Несколько раз на дню я норовлю улизнуть от стола, чтобы посмотреть, как миссис Купер работает, послушать, как она разговаривает. В речи миссис Купер с ее стремительным экзотическим ритмом оживает каждый слог, окончания слов выговариваются особо отчетливо. Впрочем, когда она звонит домой — наставляет старших детей, как ходить за младшими, — она дает себе поблажку. Я слышу:
— Дать она ужин и ложить постель. — Или: — Я приходить домой, я мыть дети все головы.
Но интонация ее не меняется, с детьми она говорит точно так же, как со мной. Таким же ласковым, мелодичным голосом. И выговор у нее неизменно великолепный — с таким выговором, сумей она выучить побольше слов, только Шекспира читать. Или Ветхий Завет, хотя женщинам читать его искони не доверяли.

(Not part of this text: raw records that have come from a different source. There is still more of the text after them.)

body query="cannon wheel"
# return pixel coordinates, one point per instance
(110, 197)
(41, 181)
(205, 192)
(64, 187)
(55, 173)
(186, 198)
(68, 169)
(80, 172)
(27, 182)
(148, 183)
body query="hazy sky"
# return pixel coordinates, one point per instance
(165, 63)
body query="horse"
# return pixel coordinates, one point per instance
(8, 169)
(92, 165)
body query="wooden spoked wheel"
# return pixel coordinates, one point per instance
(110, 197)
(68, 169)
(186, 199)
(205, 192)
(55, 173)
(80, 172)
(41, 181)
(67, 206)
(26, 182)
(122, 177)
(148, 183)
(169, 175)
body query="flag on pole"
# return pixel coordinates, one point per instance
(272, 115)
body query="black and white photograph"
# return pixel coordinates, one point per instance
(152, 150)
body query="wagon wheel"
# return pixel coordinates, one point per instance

— Бог — не Бог неурядицы, — сообщает мне как-то миссис Купер, пока дочка спит, а она стирает ее вещички в кухонной раковине.
Я пришла на кухню — взять яблоко из холодильника. Миссис Купер от фруктов, каких бы то ни было, отказывается, я стою, грызу яблоко, смотрю, как она работает, и нет работы лучше: туда-сюда, сюда-туда ходят ее руки в мыльной пене. Крепкие руки.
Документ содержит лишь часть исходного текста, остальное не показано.